Cells at the diffusion limit from the nearest capillary activate various stress-response systems, of which the most prominent involves the hypoxia-inducible transcription factors (HIF), which regulate hundreds of genes, including ones that directly or indirectly induce angiogenesis and other stress-adaptive capabilities. Much like cells in ischemic tissues, cancer cells lacking sufficient oxygen and glucose will typically die by necrosis/necroptosis, apoptosis, or rampant autophagy. This explains why most vigorously growing tumors are well vascularized with evidence of ongoing angiogenesis.

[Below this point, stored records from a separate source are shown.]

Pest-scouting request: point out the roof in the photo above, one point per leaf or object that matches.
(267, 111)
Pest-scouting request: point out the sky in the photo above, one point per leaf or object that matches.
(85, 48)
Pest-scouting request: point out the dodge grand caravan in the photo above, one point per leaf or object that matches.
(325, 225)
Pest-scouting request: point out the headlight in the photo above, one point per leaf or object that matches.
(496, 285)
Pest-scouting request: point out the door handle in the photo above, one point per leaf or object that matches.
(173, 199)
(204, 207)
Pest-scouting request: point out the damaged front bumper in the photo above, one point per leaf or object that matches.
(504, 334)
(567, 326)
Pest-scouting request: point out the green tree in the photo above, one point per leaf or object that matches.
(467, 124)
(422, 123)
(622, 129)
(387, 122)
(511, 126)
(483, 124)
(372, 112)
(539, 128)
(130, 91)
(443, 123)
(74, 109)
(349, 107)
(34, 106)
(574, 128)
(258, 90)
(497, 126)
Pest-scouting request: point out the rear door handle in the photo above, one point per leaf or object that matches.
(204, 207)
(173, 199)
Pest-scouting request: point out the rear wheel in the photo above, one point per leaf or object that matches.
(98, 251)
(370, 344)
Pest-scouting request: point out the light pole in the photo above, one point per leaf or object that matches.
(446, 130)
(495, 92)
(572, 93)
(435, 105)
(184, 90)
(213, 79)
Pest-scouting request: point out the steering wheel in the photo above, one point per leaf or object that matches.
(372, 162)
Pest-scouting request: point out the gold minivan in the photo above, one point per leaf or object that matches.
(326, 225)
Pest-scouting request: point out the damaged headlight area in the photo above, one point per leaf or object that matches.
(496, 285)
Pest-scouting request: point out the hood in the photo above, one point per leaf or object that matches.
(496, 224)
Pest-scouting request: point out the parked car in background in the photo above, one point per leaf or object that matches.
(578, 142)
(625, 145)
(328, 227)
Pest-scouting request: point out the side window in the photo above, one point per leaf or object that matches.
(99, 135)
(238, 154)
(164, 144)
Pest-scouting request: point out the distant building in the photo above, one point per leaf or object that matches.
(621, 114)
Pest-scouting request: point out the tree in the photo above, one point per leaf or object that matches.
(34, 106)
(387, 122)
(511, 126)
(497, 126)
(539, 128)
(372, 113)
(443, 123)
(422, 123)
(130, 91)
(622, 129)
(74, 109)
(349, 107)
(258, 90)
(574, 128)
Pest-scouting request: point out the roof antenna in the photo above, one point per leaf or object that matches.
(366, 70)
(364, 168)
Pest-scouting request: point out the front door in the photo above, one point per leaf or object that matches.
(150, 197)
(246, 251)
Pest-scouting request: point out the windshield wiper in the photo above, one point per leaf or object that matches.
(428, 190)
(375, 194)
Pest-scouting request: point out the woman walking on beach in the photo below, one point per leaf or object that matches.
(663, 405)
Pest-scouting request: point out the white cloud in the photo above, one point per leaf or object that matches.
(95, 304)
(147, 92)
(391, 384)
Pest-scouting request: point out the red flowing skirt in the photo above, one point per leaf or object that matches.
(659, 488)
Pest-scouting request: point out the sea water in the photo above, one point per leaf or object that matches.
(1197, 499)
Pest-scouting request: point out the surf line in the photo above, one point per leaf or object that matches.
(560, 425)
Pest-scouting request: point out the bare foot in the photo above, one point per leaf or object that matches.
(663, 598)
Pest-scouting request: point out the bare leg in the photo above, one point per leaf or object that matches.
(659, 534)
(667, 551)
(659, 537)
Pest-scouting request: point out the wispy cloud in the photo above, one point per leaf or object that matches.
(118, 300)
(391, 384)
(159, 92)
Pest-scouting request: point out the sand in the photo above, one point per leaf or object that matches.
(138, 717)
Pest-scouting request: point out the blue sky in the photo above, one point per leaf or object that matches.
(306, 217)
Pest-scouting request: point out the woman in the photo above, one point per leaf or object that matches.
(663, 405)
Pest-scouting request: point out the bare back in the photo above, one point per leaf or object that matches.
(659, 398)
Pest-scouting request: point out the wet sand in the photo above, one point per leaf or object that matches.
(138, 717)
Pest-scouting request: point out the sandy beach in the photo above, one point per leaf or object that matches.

Of note, the tumor-associated neovasculature is usually aberrant both morphologically and functionally. Tumor blood vessels are tortuous, dilated, and leaky, with erratic flow patterns and “dead zones” in which no blood flow is detectable, in marked contrast to the seamless blood flow operating in the normal vasculature. Moreover, the degree of vascularity varies widely from one tumor type to another, ranging from intensely vascularized renal carcinomas to poorly vascularized pancreatic ductal adenocarcinomas.
Finally, we note that while chronic angiogenesis is a hallmark of most solid tumors, some may devise an alternative means to acquire access to the vasculature: in certain cases, cancers coopt normal tissue vasculature, by employing the hallmark capability for invasion and metastasis. Thus, particular types of cancer cells can proliferate and grow along normal tissue capillaries, creating sleeves whose outer diameters are dictated by the 200-μ diffusion limit. While vascular cooption is evident in certain cases (e.g., glioblastoma) and in some tumors treated with potent angiogenesis inhibitors, most tumors rely to a considerable extent on chronic angiogenesis to support their expansive growth. Still others may adapt to living in quasi-hypoxic environments where most cancer cells would perish.